Putin rekapitulierte noch einmal die Entwicklung der letzten 20 Jahre, die in etwa auch der Dauer seiner Regierungszeit entspricht. Seine Versuche, sich mit dem Westen ins Benehmen zu setzen – und sein Scheitern bei diesem Unterfangen. Ein Scheitern, welches letztlich in den vom Westen ausgelösten hybriden Krieg über das volle Spektrum mündete. Putin machte noch einmal den mühsamen Lernprozess der russischen Führung deutlich, die erst langsam begreifen musste, dass es hier nicht um vergangene ideologische Positionierungen geht, sondern um geopolitische Hegemonie. Dass Russland, aber auch China und zunehmend selbst Europa für die USA zum Gegner, ja sogar zum Feind geworden sind, weil sie den Herrschaftsinteressen Washingtons im Wege stehen.

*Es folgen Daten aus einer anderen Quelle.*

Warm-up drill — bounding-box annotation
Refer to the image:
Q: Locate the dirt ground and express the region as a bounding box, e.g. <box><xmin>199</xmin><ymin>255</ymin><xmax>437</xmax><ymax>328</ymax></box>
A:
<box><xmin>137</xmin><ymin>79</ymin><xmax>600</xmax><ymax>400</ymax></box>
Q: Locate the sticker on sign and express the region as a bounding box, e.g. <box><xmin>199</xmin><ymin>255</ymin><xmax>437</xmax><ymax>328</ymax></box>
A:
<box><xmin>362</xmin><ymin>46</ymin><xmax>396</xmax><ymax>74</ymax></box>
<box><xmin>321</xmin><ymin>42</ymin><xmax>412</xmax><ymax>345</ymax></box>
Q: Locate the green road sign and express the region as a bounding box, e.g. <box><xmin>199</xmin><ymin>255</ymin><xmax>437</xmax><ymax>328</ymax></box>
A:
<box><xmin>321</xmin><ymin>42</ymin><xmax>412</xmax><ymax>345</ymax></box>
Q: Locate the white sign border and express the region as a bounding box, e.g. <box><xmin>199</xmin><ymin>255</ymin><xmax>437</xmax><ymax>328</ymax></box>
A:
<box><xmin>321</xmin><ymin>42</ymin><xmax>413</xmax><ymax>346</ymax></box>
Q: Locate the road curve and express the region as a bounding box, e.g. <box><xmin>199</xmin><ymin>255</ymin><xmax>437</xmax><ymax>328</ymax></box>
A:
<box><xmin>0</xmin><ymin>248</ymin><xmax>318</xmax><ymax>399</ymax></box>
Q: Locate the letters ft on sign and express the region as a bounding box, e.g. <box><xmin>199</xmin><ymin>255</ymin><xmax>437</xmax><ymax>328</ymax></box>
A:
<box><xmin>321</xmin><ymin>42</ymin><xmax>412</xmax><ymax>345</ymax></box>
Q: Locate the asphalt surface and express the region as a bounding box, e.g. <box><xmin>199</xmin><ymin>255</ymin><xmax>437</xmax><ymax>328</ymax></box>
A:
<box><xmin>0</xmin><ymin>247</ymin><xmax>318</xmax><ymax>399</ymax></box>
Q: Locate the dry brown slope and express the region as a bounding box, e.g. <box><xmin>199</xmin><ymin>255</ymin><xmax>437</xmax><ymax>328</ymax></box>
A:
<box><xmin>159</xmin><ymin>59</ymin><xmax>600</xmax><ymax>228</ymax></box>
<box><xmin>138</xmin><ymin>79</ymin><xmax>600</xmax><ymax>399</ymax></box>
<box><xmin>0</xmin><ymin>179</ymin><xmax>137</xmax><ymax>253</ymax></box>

Die Dialektik des Ukraine-Konflikts hat eine rapide Beschleunigung einer Gegenbewegung zu den Unterwerfungsansprüchen und zur Kriegspolitik der US- und NATO-Kräfte eingeleitet. Vor allem im BRICS-Aufbau- und Erweiterungsprozess zeigt sich die hohe Attraktivität alternativer, von den Kommandos Washingtons unabhängiger internationaler Strukturen. Das Waldai-Motto wirft die entscheidende und enorm komplizierte Fragestellung auf, vor der die Staaten Eurasiens und des Globalen Südens stehen: Wie können Sicherheit und Entwicklung für alle gewährleistet werden? Man hat einen mutigen Schritt getan und begonnen, sich aus den Fesseln des US-Imperiums zu lösen. Damit ist es allerdings nicht getan – hier ist Neuland zu beackern. Widersprüche, Konflikte, Rückschläge sind nahezu unvermeidlich. Putin und die Teilnehmer der Waldai-Diskussion versuchten, Prinzipien zu diskutieren, anhand derer „faire Multipolarität“ gelingen könnte.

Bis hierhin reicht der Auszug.